Lorenzo w obronie Marqueza
Jorge Lorenzo, który już cierpiał z powodu wad Hondy w swoim ostatnim roku jako kierowca MotoGP, rozumie, jak bardzo Marc cierpi w tym sezonie. Majorkańczyk broni swojego byłego kumpla z boksu przed mikrofonami Dazna. “Ten rower to katastrofa, nie ma sobie równych“, o czym świadczą kontuzje Alexa Rinsa i Joana Mira. “To bardzo smutne, gdy Marc wyprzedza Fabio di Giannantonio pod koniec wyścigu… To sytuacja, w której praktycznie niemożliwe jest zachowanie spokoju. Fizycznie jest w porządku, ale nie radzi sobie dobrze z motocyklem„.

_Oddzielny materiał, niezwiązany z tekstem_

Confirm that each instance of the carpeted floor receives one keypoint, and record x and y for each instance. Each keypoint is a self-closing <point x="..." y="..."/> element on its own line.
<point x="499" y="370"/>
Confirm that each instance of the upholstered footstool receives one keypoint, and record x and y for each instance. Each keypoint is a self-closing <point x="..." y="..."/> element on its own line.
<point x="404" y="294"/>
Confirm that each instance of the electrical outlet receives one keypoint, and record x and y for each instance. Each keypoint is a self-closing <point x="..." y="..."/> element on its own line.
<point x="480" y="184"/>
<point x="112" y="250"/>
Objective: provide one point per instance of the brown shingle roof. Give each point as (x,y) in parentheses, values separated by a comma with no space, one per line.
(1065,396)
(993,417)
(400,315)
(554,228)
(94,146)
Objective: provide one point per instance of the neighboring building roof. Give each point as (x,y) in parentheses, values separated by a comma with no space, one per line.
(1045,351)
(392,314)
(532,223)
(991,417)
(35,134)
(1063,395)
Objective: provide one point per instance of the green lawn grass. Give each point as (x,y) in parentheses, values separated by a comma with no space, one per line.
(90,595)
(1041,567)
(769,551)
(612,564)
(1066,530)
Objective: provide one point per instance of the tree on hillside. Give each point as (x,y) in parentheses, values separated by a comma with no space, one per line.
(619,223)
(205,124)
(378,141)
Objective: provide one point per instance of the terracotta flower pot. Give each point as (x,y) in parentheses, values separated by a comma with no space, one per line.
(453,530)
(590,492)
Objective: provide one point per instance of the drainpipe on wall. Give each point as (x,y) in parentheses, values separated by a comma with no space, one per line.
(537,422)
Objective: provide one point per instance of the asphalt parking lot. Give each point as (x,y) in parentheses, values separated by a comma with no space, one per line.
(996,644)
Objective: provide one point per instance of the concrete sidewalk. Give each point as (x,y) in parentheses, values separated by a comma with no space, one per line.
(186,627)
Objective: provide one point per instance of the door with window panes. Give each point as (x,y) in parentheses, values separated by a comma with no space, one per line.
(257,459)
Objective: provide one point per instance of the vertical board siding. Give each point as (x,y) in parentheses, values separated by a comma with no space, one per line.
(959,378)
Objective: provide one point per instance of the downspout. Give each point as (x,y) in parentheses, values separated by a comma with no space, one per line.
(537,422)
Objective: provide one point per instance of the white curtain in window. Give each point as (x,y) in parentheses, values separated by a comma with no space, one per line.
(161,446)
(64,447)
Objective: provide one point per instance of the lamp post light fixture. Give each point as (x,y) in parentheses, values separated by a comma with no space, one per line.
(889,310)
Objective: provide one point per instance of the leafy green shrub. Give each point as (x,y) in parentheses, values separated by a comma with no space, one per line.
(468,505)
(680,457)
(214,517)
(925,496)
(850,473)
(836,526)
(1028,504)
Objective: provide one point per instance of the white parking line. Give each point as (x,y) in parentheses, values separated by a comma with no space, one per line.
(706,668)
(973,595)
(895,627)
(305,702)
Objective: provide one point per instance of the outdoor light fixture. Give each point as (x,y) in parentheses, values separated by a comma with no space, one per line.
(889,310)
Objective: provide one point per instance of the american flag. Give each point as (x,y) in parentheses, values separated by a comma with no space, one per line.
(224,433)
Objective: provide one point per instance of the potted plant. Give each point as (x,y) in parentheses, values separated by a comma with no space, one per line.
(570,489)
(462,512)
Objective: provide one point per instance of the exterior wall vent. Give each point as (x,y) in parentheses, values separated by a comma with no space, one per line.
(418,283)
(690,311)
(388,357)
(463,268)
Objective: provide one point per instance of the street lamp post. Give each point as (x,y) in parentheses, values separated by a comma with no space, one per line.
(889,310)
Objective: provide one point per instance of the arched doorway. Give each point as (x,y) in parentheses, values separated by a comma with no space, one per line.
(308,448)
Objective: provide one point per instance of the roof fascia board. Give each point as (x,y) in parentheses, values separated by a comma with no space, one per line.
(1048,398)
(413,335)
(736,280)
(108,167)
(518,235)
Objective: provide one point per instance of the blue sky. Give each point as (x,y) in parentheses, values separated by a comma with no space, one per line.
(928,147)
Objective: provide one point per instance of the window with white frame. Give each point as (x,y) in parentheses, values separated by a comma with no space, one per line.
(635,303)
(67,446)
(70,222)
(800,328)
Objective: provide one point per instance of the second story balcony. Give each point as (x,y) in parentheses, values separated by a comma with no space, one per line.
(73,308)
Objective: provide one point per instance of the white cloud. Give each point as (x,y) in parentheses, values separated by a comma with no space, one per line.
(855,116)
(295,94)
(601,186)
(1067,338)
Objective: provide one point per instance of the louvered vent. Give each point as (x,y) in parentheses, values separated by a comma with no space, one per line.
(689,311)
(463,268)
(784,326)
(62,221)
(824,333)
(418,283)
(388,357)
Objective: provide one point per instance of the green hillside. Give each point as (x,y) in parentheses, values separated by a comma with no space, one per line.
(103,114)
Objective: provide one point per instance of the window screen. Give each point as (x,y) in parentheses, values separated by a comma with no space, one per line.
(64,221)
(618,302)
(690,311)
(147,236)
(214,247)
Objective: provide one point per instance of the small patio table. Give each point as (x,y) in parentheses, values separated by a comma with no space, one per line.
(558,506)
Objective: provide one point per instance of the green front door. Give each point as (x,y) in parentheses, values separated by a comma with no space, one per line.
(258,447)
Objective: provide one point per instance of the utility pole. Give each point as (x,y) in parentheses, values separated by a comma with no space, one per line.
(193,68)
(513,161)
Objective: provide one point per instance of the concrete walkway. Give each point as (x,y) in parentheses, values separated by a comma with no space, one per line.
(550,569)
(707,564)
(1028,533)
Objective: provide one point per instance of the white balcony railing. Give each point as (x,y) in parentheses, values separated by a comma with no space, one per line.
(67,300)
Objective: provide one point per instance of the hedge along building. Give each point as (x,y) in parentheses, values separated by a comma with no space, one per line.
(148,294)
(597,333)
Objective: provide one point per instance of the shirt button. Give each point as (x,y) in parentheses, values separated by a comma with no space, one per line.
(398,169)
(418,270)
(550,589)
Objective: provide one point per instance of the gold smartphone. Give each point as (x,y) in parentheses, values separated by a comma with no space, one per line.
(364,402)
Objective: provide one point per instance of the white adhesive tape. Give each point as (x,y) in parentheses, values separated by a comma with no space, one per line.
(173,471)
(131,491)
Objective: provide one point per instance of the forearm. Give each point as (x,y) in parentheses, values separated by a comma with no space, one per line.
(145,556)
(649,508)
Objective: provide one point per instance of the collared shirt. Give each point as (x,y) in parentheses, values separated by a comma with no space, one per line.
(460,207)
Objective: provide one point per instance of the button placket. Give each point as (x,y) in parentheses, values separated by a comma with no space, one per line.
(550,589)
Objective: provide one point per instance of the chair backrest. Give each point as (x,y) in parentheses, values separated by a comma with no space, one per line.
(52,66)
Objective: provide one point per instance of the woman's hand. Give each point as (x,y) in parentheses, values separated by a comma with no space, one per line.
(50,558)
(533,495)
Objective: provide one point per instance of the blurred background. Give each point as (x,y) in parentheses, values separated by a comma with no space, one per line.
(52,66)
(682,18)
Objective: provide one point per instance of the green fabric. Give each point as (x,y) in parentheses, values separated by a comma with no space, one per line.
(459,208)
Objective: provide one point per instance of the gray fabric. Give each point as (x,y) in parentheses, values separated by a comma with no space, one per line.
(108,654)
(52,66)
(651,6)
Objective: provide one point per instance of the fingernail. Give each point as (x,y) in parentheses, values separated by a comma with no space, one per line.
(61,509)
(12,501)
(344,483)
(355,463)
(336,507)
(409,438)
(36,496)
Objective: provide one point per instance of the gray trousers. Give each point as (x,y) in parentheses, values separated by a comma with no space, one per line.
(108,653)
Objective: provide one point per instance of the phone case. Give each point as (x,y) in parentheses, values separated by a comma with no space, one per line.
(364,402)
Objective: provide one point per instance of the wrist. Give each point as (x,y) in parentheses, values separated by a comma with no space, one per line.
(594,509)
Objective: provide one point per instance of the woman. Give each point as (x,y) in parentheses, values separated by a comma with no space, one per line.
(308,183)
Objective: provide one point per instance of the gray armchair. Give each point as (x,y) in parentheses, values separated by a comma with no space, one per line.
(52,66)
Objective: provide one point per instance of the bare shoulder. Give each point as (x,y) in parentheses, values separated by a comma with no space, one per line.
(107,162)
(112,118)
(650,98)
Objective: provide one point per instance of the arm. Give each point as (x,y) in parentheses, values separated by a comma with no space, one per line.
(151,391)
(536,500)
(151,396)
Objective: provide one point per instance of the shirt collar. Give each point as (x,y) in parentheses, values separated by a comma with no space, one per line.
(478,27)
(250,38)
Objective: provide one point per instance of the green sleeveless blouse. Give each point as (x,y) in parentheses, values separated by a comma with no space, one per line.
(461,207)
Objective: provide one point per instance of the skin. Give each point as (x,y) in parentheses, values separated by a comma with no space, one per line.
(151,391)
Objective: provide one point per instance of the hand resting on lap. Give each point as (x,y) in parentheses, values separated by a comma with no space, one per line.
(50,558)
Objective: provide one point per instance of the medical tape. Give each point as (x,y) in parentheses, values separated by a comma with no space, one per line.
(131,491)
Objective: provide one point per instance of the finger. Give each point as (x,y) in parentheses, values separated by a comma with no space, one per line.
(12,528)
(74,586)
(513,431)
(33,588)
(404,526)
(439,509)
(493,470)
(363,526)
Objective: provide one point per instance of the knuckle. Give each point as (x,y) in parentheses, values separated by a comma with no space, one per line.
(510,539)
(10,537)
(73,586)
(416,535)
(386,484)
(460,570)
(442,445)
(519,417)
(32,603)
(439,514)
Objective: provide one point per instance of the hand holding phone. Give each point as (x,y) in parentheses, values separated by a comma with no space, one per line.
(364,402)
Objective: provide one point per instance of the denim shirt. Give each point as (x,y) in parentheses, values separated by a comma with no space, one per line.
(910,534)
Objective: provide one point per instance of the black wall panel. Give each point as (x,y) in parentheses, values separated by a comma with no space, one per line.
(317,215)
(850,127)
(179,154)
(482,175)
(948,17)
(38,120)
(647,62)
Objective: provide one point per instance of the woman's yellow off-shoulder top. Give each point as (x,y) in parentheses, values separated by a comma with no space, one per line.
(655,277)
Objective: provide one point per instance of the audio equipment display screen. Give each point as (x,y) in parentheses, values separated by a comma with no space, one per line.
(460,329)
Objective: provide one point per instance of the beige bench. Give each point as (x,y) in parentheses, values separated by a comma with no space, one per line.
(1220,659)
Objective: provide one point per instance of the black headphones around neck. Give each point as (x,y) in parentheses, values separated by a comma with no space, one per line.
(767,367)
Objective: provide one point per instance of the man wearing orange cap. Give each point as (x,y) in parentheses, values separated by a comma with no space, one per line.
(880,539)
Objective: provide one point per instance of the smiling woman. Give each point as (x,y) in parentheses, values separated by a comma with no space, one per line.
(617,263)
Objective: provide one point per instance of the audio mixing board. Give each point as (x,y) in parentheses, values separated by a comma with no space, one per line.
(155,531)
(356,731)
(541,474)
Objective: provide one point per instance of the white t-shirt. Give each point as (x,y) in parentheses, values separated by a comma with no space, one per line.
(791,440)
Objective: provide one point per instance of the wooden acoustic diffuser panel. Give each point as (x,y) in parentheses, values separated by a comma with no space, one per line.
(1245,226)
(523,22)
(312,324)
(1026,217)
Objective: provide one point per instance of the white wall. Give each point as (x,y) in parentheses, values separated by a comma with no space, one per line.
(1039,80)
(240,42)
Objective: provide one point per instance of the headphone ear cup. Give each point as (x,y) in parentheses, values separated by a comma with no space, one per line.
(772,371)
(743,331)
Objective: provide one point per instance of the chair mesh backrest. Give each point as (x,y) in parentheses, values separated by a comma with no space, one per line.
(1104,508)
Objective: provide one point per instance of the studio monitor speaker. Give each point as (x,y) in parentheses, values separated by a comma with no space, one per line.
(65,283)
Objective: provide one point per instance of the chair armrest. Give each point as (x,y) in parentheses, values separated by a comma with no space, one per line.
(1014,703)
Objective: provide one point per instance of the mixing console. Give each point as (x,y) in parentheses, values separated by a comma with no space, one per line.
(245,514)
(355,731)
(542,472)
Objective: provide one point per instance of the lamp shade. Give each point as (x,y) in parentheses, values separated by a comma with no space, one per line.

Pomimo ciągłego wyznawania wiary w budowniczego skrzydła, atmosfera w boksach uległa zmianie, podobnie jak podejście Marqueza. “W zeszłym roku nastąpiły pewne zmiany w jego otoczeniu i widzimy innego Marca, robienie drewna opałowego z powalonego drzewa to oportunizm, widać, że jest zdenerwowany. Jego gesty na torze i poza nim to potwierdzają, ale bardzo trudno, prawie niemożliwe, być spokojnym z tym motocyklem, który nie działa i nie jest konkurencyjny„. Mimo wszystko ośmiokrotny mistrz świata będzie walczył do samego końca.